I wrapped my thumb around her fingers.
“But there’s not. He’s dead. I tried contacting his parents several times, but they’re not interested. All I can do is live my life the right way now. And this is part of it. Doing what’s necessary. Though I have to be careful. I can’t make any untrue accusations. It will finish me. With Liz. And Emma.”
“Look, you offered to help me, Charles.” She took in a breath. “Maybe I can help you as well.”
“Help? How?”
“I may know someone too. Someone in this line of work you are looking for. In fact, he works for your own State Department.”
“The State Department?” My eyes widened with surprise.
“Yes. In Washington, D.C. He is a friend of mine.”
“How do you know this person?” I asked. Someone who had only been in the country six months, having this kind of contact?
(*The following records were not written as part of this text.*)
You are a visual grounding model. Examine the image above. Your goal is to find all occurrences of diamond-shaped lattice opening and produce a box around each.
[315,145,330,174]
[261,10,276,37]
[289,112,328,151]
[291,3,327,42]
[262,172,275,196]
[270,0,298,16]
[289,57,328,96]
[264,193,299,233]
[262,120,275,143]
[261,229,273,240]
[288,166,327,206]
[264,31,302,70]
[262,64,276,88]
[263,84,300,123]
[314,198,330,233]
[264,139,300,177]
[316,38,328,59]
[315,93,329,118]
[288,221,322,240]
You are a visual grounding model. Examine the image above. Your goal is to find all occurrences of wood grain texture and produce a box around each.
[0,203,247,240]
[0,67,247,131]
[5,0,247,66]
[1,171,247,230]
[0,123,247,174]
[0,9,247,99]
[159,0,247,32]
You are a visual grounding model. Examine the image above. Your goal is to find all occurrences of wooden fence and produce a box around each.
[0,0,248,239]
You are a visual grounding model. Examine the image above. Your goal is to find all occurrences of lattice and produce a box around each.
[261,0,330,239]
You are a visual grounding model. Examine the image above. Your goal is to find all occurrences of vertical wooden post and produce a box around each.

Noelle’s eyes shifted downward. “The circumstances of how I got here were not straightforward either,” she said. “We all have things in our past. Getting to this country required some assistance. He helped me with my visa to remain here. He has many contacts. I am sure he would know precisely what to do with what you know. If you can trust telling him?”
“Let me think about it,” I said. A high-ranking contact at the State Department. I had better be one hundred percent right in whatever I accused the Bauers of.
“I promise, Charles, he is discreet as well as resourceful. You will see.”
I was dying to know what she was keeping to herself—what lay behind the veil of this beautiful woman. We all have things in our past. But she had fled from a country at war. A refugee. Things happen in war. And it wasn’t my business.
“I promise he will know what the right thing is to do. Will you talk with him?”
I looked at her. Her wide eyes locked on me. Emerald and liquid. Her innocent face said all it had to about earnestness and trust. The truth was, with my past, I didn’t have anyone else to go to.
“Why not?” I nodded. I’d wanted what I knew to reach the right people, and this beautiful, mysterious girl, in this country for only months, how fitting she would be the one to get me there. “How did I get so lucky as to bump into you?” I said, and smiled. “I guess we have kind of a pact then.” I put out my hand to shake.
“Yes, a pact.” Her smile was broad and beaming. I think she felt joy, real joy, that I would even trust her. “We can help each other, Mr. Charles Mossman.”
“To each other.” I lifted my water glass. We shook hands.